Unfortunately the situation in Ethiopia is not all positive, conflicts have emerged in recent years across large areas of the country, often resulting in armed clashes and worsened by aid and communication blockades. In the Tigray region from 2020-2022 an estimated 600,000 civilians died as a result of bombings, massacres, starvation and lack of access to health services/facilities, without even mentioning those that died fighting. Now a ceasefire is in place in Tigray but the effects of this war will be felt for generations to come, and there are other ongoing conflicts across the country with many of the same atrocities already being reported and many that will never be heard. I have seen up close how interconnected our work is with conflict, not just here in Ethiopia but wherever it may occur, being so often the root cause of the poverty, environmental degradation and underdevelopment our work aims to address. Warring parties may also decide during a conflict to impose a blockade on humanitarian aid (including food, fuel and farming inputs) in order to gain leverage against their opponents, treating human lives as disposable. These blockades usually include the shutdown of internet, telecommunications, electricity and banking services, leaving citizens completely astray. They involve severe access restraints and, in extreme cases, violence towards humanitarian workers so that innocent civilians have no lifeline against the despair being imposed on them.

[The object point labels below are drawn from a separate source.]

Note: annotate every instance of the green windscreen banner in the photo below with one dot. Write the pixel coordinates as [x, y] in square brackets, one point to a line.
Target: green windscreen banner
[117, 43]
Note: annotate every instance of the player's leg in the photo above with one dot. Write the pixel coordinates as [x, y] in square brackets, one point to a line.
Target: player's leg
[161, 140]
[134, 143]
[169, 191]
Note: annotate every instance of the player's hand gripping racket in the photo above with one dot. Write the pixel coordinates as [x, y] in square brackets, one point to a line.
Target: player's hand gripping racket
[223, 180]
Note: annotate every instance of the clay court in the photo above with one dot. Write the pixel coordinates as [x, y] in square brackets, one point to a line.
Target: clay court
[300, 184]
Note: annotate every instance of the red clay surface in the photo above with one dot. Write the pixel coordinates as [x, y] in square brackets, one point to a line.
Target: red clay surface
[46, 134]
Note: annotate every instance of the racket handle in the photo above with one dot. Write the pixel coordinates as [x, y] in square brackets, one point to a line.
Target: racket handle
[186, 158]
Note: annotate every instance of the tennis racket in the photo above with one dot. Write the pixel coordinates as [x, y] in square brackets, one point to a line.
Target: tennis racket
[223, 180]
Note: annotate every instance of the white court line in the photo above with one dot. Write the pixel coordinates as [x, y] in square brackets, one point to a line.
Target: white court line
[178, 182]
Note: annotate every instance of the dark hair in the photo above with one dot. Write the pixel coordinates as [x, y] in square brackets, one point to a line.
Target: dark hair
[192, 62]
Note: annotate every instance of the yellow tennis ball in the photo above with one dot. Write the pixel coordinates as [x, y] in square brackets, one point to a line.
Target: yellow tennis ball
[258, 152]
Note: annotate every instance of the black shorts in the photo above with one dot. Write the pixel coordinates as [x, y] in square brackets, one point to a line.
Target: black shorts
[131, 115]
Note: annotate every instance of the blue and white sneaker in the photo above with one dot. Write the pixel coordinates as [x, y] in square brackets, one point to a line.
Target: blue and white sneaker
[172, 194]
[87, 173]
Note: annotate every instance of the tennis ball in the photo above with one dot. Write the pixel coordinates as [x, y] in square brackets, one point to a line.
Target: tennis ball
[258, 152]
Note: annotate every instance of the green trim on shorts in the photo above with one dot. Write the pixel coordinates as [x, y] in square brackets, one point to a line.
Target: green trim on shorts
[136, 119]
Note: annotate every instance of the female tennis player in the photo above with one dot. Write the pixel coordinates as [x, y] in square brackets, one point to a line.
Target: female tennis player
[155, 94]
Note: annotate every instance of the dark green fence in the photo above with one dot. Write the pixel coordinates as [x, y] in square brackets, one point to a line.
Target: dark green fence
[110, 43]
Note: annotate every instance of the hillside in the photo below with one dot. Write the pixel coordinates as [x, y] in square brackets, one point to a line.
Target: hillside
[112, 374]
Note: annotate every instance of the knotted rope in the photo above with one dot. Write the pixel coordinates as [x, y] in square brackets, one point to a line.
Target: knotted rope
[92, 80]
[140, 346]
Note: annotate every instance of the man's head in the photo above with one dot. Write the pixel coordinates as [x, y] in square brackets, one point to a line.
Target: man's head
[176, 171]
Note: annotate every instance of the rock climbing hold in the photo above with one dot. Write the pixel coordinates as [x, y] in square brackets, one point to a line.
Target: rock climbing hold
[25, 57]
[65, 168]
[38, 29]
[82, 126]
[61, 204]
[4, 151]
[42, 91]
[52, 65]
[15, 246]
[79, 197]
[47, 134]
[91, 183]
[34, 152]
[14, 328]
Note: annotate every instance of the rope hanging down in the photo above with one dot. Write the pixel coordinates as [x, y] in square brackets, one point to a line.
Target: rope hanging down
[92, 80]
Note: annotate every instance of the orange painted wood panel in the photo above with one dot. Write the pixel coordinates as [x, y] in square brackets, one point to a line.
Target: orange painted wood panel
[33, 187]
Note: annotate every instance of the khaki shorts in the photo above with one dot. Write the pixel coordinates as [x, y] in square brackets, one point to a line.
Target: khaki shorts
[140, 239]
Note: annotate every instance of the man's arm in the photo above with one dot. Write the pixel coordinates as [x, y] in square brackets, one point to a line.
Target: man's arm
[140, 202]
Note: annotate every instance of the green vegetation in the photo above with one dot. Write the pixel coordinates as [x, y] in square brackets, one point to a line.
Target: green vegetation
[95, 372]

These extreme high-risk regions are off limits for me living in the safety of our office in Addis and in certain regions development and humanitarian projects have had to be halted indefinitely. Last year saw a huge spike in the number of humanitarian worker deaths, and recent reports show that the most at risk group are local workers, close to the conflict and often embedded in communities where they may be targeted for their role and are unable to escape to the safety of a compound or capital city. While I might sometimes sulk that I’m prevented from visiting many of the country’s famous world heritage sites and scenic landscapes as they are in off limits areas, for many of my friends, colleagues and neighbours the impact of war is far more visceral and devastating.